What Ronan Farrow Really Eats In A Day

Investigative reporter and celebrity journalist Ronan Farrow cannot run on fumes alone. After all, the stories he contributed to the #MeToo movement, which revealed the predatory habits of politicians and Hollywood's elite, led to a Pulitzer Prize (via The New York Times). 

Grub Street recently had the journalist take copious notes on his eating habits much in the same way Farrow takes notes on the Britney Spears conservatorship (via New Yorker). It turns out that Farrow's food choices are reflective of and inextricably linked to his line of work, in that he often eats in such a way that will be conducive to meeting a deadline. Snacking-while-typing, ignoring his food while at lunch with a source, pounding Korean barbecue after a day too busy with meetings to eat ... that sort of thing. But also, Farrow's palate seems to reflect his hunger for a good story, and his inclination towards the (sesame) seedy underbelly of society's well-to-do. Or, as he puts it: "If there is a throughline in my taste, it is that I always order the slimy option."

For Ronan Farrow, a deadline crunch means food-on-the-run

For Farrow, the slimy option can look like a plate of escargot and an egg white cocktail, according to Grub Street. The reporter says that he has a penchant for rich, protein-forward foods. Farrow lists lox, hummus, mussels, clams, sous-vide egg bites, ham-and-cheese croissants, and marinated galbi among the foods he'll gravitate towards over the course of a busy week with a looming deadline. "When I'm on a story, I become feral, eating only occasionally, consuming calories like a vole, eyes darting, desperate to return to my laptop," Farrow explains.

While he says he would love to report to Grub Street that the week's meals were enjoyed at fancy restaurants, or ordered from the finest dining establishments, Farrow admits that when work gets busy, he is more of a food-on-the-run kind of guy. The egg bites and the croissants were from Starbucks, not some lavish, leisurely brunch spot, and he fueled hours of reporting, interviewing, and hounding sources to go on the record with Chipotle burritos, and Sabra hummus or Sunchips from the office vending machine. During a live show for his partner's podcast, Farrow "stress-ate an entire bag of Funyuns, a tub of hummus, and some beef jerky" in the green room. 

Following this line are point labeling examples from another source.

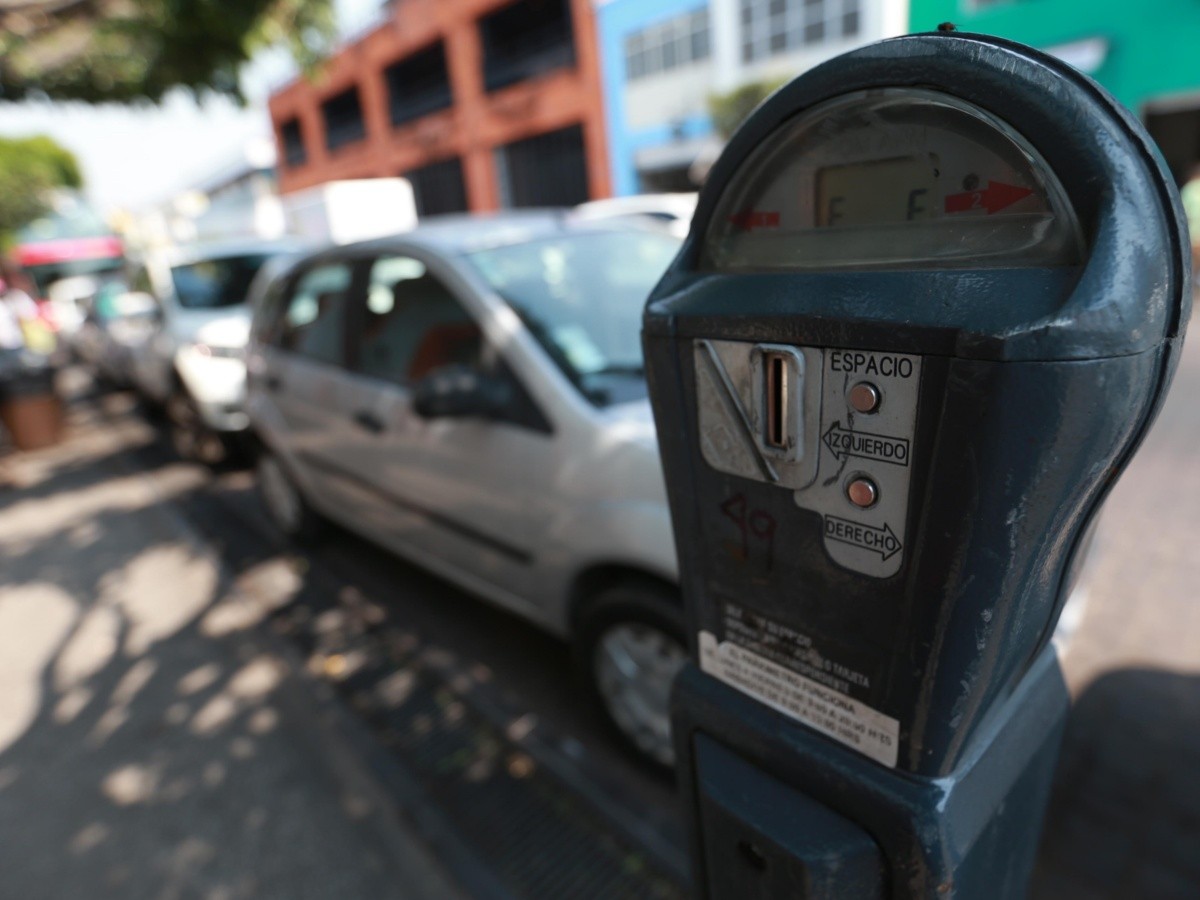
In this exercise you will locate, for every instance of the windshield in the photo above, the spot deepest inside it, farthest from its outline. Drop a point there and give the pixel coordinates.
(215, 283)
(582, 297)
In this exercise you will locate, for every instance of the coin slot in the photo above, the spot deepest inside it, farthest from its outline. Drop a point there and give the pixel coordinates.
(777, 369)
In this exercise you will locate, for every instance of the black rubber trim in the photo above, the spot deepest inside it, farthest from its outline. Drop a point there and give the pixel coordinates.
(516, 555)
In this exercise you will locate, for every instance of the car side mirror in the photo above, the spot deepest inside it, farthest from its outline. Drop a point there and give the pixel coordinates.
(461, 393)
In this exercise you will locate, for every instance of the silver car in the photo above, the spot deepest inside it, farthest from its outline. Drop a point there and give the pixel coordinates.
(471, 395)
(192, 361)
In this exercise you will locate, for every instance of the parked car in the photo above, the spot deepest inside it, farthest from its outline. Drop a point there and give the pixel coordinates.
(193, 363)
(115, 322)
(672, 211)
(472, 396)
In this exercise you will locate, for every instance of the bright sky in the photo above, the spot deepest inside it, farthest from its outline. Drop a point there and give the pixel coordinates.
(133, 157)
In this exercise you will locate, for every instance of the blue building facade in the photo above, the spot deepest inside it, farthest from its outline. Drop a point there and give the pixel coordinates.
(661, 59)
(657, 71)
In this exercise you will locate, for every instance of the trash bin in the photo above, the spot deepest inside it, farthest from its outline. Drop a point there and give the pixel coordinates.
(30, 409)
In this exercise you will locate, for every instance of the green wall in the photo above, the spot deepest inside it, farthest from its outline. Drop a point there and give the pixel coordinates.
(1153, 45)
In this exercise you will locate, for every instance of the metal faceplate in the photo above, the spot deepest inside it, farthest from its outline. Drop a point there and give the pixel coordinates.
(832, 454)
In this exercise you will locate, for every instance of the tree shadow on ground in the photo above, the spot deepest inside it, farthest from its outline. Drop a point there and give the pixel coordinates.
(1125, 814)
(143, 751)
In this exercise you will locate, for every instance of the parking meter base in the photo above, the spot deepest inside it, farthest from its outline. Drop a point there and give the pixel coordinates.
(780, 810)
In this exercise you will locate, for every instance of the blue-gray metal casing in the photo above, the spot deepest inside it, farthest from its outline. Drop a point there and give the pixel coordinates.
(1037, 387)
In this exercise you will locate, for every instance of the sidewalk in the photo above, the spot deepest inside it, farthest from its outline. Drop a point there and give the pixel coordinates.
(151, 744)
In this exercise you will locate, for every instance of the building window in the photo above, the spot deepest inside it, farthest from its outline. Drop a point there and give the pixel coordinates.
(343, 119)
(438, 187)
(669, 45)
(526, 39)
(772, 27)
(545, 171)
(294, 153)
(418, 84)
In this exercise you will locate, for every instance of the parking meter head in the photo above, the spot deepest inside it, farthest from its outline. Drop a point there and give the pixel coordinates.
(930, 303)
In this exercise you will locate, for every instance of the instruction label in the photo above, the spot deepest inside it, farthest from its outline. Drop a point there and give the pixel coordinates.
(834, 714)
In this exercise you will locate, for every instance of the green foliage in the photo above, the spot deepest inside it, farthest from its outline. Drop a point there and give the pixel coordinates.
(729, 111)
(123, 51)
(30, 168)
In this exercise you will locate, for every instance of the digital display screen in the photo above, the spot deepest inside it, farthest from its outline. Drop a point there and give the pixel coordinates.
(877, 192)
(900, 177)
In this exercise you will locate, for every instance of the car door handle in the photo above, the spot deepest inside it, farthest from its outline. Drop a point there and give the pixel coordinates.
(369, 421)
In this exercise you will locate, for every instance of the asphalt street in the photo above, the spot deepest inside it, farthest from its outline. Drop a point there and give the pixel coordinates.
(466, 717)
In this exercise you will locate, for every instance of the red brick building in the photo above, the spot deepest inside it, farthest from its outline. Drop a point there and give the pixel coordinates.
(481, 103)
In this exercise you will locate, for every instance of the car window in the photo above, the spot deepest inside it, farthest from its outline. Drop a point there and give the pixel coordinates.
(215, 283)
(413, 324)
(581, 295)
(313, 323)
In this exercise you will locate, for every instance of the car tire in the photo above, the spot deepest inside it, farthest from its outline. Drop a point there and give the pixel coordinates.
(629, 646)
(190, 437)
(283, 502)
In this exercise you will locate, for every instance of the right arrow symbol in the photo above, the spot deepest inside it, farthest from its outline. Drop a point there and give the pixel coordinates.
(881, 540)
(995, 197)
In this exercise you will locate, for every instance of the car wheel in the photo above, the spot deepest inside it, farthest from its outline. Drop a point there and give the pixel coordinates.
(191, 438)
(285, 504)
(629, 648)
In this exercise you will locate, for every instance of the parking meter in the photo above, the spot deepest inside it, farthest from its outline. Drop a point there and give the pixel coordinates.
(930, 304)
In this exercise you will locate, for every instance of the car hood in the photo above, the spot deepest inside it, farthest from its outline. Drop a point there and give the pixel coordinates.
(634, 421)
(217, 328)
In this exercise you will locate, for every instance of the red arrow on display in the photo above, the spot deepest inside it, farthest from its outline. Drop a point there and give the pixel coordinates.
(993, 198)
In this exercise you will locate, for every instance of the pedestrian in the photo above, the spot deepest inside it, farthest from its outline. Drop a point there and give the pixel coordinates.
(1191, 196)
(18, 312)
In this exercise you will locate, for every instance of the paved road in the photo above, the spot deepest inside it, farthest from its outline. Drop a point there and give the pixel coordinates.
(1126, 814)
(150, 745)
(1125, 821)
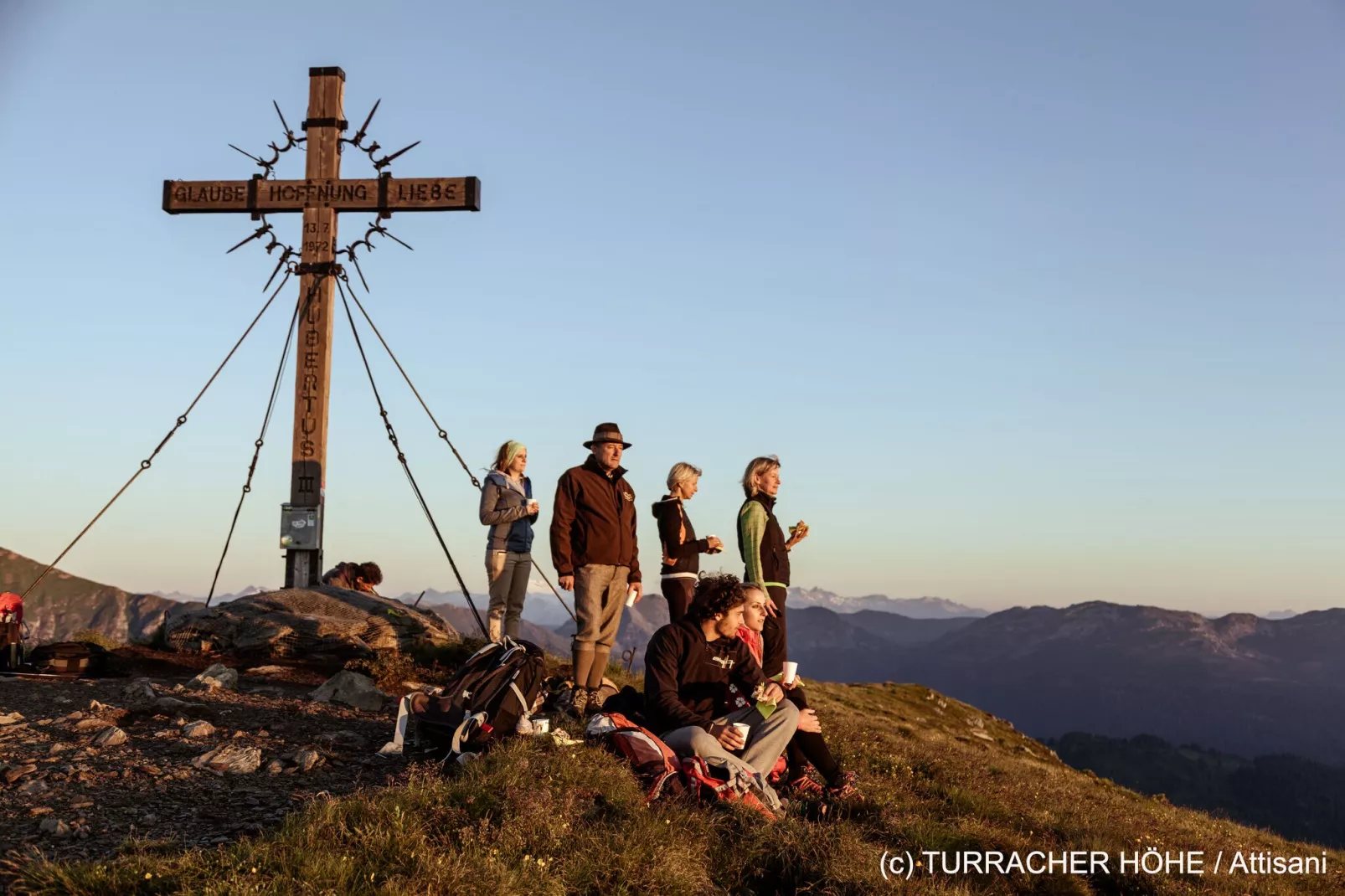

Fancy food doesn't fare far better for Farrow's busy week

When he does get a chance to enjoy some of L.A.'s exciting culinary scene, Ronan Farrow admits to Grub Street that he's not usually there for the food. Meeting a source at Coral Tree Café, a posh and popular spot in Brentwood, Farrow says he mostly got sunburned and pushed food around his plate. His source ended up giving him over four hours of their time, during which Farrow ordered smoked salmon, a chopped salad, and an iced green tea, but only actually drank the tea. 

Interestingly enough, when the focus is food, Farrow is as meticulous about dining as he is about reporting. "I think I really gravitate toward food that requires a process," he says. "Crustaceans. Artichokes. Anything that could cut your hands and requires a lot of dexterous activity and is not a food that you can eat on a date? That's my jam." Incidentally, when he does go on a date, Farrow defers to his partner's desires: "After his podcast, I took Jonathan to a date at Blackbird, a Chicago-style, deep-dish place, which is not my bag but is his." Farrow explains that if he had his druthers, pizza would come New Haven-style, à la Sally's or Pepe's, both of which do thin-crust pies with toppings like white clams. Because while having a source clam up is a nightmare, having a pizza clam-ed up is a dream come true for Ronan Farrow.